PREFEITOS SE ARTICULAM EM APOIO A REFORMA DA PREVIDÊNCIA


Diante da fragilidade política do governo e a importância da reforma da Previdência para equilibrar as contas públicas, grupos organizados da sociedade estão se articulando no Congresso em defesa da proposta. O movimento está sendo puxado pela Confederação Nacional dos Municípios (CNM), que promete apoio dos prefeitos aos deputados que votarem a favor da reforma, nas eleições no ano que vem, nos respectivos redutos eleitorais. O medo de não serem reeleitos é a principal preocupação dos deputados. Também apoiam a iniciativa o Centro de Liderança Pública (CLP), o Movimento Brasil Livre (MBL) e confederações patronais, dos setores de indústria e comércio, de olho na retomada da economia.

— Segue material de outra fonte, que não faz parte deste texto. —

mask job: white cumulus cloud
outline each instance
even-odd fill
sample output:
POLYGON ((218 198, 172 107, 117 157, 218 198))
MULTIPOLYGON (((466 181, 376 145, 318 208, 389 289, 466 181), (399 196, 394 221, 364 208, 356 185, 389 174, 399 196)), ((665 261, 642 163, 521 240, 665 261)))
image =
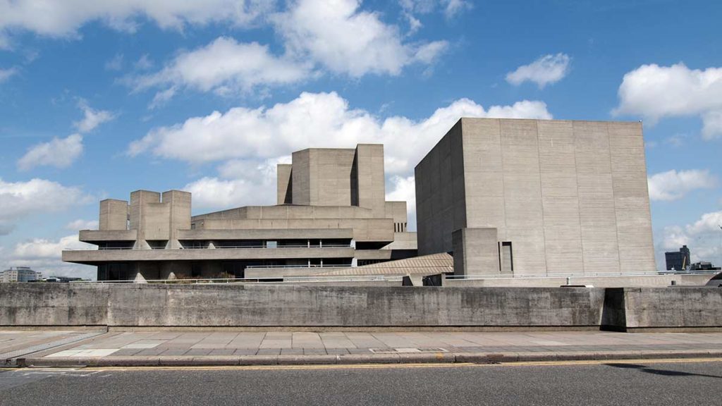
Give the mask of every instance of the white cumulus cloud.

Com a conclusão da votação da reforma trabalhista no Congresso, as entidades prometem intensificar a atuação junto aos parlamentares. Segundo o presidente da CNM, Paulo Ziulkoski, os prefeitos têm muito interesse na reforma em busca de uma folga no orçamento dos municípios. O texto foi aprovado pela comissão especial em maio.

Nós apoiamos a reforma e vamos trabalhar muito pela sua aprovação, porque não há outra saída. A reforma pode desagradar aos cidadãos, mas ela é fundamental para os gestores públicos — disse Ziulkoski.